Broad Street Wrington Website:
Trevor Wedlake's Writings
Vera Perry - on her retirement from the Journal



Trevor wrote this piece when Vera retired from the Village Journal, November, 2007


Change: Not Decay

Writing in The Guardian some years ago, Kathleen Gooding described how, when her family lived in a village in Somerset, there was engrained in the family the philosophy that every member had to have a target, a special goal to set him/herself for the dark winter months. It could be a patchwork quilt, Italic hand, War & Peace, five flats on the piano – something, some kind of harvest to hold up to the others when Spring returned.

They couldn’t have been living in Wrington where there is always so much going on, from football to Fauré, that the family would never have been thrown back so much on its own resources. One Wringtonian busy, not only in winter but in all seasons, is Miss Vera Perry. One of the unsung, unglamorous tasks she has performed for the past 28 years is co-ordinating the distribution and collecting the subs for this Journal. And now she is giving it up.

Vera has decided to hand this over, not to ‘spend more time with her family’, but because she feels it would ensure a smooth transfer.
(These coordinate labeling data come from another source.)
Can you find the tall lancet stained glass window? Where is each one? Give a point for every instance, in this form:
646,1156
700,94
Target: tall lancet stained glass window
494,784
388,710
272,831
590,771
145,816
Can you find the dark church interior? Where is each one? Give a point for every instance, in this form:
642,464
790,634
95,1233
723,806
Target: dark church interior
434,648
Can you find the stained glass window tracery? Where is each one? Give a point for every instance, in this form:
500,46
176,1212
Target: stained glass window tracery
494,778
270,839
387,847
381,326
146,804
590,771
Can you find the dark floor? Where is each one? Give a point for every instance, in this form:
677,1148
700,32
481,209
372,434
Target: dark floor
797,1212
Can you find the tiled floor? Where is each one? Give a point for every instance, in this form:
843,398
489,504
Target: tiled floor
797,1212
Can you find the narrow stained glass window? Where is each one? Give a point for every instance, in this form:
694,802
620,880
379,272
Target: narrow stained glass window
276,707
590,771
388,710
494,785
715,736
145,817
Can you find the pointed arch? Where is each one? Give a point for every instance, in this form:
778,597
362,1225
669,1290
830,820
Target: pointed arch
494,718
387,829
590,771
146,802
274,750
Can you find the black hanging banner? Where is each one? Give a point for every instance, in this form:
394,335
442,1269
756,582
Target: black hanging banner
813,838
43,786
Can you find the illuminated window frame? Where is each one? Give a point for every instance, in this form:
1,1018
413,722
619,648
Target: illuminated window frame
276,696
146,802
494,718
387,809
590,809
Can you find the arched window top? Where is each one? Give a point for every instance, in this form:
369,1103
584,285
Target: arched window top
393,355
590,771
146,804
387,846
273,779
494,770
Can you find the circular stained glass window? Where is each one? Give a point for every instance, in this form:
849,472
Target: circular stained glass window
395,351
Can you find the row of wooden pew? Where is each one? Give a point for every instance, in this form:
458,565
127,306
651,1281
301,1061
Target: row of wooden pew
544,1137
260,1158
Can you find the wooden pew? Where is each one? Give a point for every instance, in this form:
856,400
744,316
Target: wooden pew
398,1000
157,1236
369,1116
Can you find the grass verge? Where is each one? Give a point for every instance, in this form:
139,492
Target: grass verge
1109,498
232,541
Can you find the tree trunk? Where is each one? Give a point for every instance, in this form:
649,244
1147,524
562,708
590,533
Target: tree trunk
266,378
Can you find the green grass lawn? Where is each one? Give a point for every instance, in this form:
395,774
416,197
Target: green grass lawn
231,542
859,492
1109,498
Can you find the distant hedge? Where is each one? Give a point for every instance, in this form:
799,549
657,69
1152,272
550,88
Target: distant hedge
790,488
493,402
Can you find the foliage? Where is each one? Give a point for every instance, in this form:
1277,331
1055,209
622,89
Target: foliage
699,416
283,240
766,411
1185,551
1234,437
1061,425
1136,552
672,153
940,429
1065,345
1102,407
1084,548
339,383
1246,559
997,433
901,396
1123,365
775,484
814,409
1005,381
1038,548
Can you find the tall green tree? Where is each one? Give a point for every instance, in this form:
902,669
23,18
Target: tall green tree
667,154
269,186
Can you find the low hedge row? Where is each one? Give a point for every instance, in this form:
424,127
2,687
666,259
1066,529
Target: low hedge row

The Journal was begun in 1971, the Revd & Mrs Christopher Lawson-Tancred being the main instigators of it. It had 16 pages then, and cost 5p; now 32 pages and 50p. About 1,000 copies are printed each month and there are 36 volunteer distributors. A number of copies are posted to ex-villagers. Mrs Clare Sykes will take over from Vera this month.

For all VeraJournal Committee are exceedingly grateful, and thank her very much indeed.

Although Vera has left the teaching profession longer than some members spend in it, she has never lost that calm aura of authority and command teachers inherited in those distant days before pocket calculators existed, when dyslexia was not allowed. One learned over many years that to get caught in Vera’s radar was to be given a task:

“You’re a strong man, aren’t you ?” “Well, I’m not particularly …” “Please take this table and chairs to the Reading Room”; or, “You’re a musical person, aren’t you ?” “Oh, well, I admit to a certain addiction to …” “Well, please come and move the piano, I’m in rather a hurry.”

With luck and a fair wind, all this will continue. Helpers and volunteers may still come to Vera for information, advice and direction. To her they may confess their little sins of omission or commission, and from her quiet smile or air of weary resignation, may well know whether they have been remitted unto them … or whether they have been retained.